Slowly, breath held, he peered round the side of the rock.
The land fell away on the other side into a flat-bottomed dip. And there, at one end of the depression, was a youth.
He was hunkered down on his heels, his back turned but his face in half-profile. He was thin, fair-haired, with high cheekbones. Downy hair above his top lip suggested he was close to his first shave. He was wearing the clothes of a steerhand or a ploughboy from the plains; a collarless shirt, a homespun jacket, buckskin boots and breeches, all of them frayed and scuffed. His pack lay a little way off, propped up against a flat rock, the burnished copper cookpot strapped to it glinting in the sunlight.
It was this dazzle Micah had spotted from the trail. It had also drawn the keen eyes of the carrionwyrmes that continued to circle overhead.
There was a knife raised in the youth’s hand. And as he shifted awkwardly round, Micah saw that he had trapped a wyrme in the longnet that lay at his feet. The long-limbed brown wyrme was thrashing about furiously, screeching, squealing. One of its hindlegs and both forepaws stuck out through the oversized holes of the net, claws slashing at its captor’s shaking hand.
It was a splaywyrme by the look of it, Micah thought. Dullwitted creatures. Easy to catch but difficult to kill, on account of the heavy carapace that covered their wide bodies from neck to tail. Down on the ground, his chin resting on his clasped hands, he watched the youth grip the knife with both hands and stab down stiffly through the net.
‘Not that way,’ Micah murmure
d.
The knife bounced harmlessly off the splaywyrme’s shell. Spitting and snarling, the wyrme lunged back at its attacker, its vicious snout thrusting at the rope mesh so hard that its head burst out through the net. Its neck swivelled round and its fangs slammed together. The youth pulled sharply back and jumped to his feet. He kicked at the squirming net, but half-heartedly.
The wyrme bucked and writhed, and screeched all the louder. The youth looked close to tears.
He was obviously a greenhorn, out on the trail. On his own. He reminded Micah of himself, all that time ago, when he had first entered the weald. Lonely. Frightened.

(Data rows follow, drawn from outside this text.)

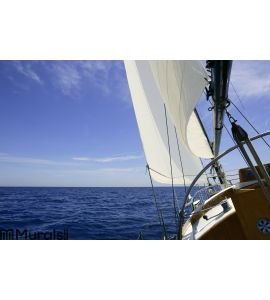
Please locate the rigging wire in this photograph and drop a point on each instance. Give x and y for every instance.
(182, 168)
(238, 97)
(249, 123)
(235, 143)
(159, 212)
(174, 196)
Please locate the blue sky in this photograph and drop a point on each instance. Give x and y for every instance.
(71, 123)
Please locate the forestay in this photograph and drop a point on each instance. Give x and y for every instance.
(148, 102)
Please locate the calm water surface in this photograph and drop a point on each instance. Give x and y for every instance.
(88, 213)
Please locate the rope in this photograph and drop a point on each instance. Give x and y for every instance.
(159, 212)
(174, 197)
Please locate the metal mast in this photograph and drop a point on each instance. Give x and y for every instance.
(218, 89)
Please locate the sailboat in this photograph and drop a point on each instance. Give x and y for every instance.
(179, 151)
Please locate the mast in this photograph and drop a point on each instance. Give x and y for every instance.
(220, 79)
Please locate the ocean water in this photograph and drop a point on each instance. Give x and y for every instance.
(88, 213)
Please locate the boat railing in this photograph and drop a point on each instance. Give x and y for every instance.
(203, 171)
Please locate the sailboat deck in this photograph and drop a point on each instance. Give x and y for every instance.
(245, 206)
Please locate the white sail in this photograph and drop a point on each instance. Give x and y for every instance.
(150, 113)
(181, 84)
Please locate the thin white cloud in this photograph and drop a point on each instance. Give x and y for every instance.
(251, 78)
(108, 159)
(26, 69)
(81, 158)
(67, 76)
(30, 160)
(71, 77)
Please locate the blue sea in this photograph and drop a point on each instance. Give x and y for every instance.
(88, 213)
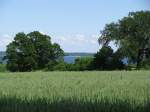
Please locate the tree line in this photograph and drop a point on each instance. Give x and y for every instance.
(131, 35)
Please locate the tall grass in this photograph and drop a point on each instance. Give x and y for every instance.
(75, 92)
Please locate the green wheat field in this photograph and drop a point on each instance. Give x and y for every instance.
(114, 91)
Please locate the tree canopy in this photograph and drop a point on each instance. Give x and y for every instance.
(132, 36)
(31, 51)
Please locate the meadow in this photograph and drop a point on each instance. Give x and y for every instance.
(106, 91)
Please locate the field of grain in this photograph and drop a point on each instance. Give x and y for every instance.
(114, 91)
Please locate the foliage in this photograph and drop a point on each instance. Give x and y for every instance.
(131, 34)
(3, 68)
(75, 91)
(32, 51)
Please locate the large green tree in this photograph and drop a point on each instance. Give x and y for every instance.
(45, 50)
(131, 34)
(32, 51)
(20, 54)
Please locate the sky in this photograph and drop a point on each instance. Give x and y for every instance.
(74, 24)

Micah climbed to his feet.
Below him, the youth continued his strange ungainly dance, hopping about, dodging the snapping jaws of the trapped wyrme as he attempted to land a fatal blow. Micah pulled the hackdagger from his belt.
‘Need some help?’ he called down.
The youth spun round, fear in his eyes as his gaze fell upon the glinting blade in Micah’s hand. Micah smiled and raised his hands defensively.
‘S’all right, friend, I don’t mean no harm,’ he said. ‘But I can show you how to deal with that there splaywyrme.’ He started down the slope towards the youth. ‘Trick is to flip ’em over and aim for the base of the neck . . .’
The blow to his arm seemed to come out of nowhere. It struck him with a dull crack just below the elbow, making him cry out with pain and surprise and sending his hackdagger scuttering over the dusty gravel. A hefty arm wrapped itself round his neck, squeezing tight and pulling him backwards, and he felt the sharp tip of a knife at his shoulder blades.
‘Keep still,’ hissed a voice in his ear. ‘Y’understand?’
Micah struggled, cursing his stupidity. The knife jabbed harder. Micah fell still. He smelled the sour tang of hunger on his attacker’s warm breath.
‘One more move and it’ll be your last.’
Three
‘Drop the knife.’
The arm around Micah’s neck tightened, and he heard the quickening of his attacker’s breath.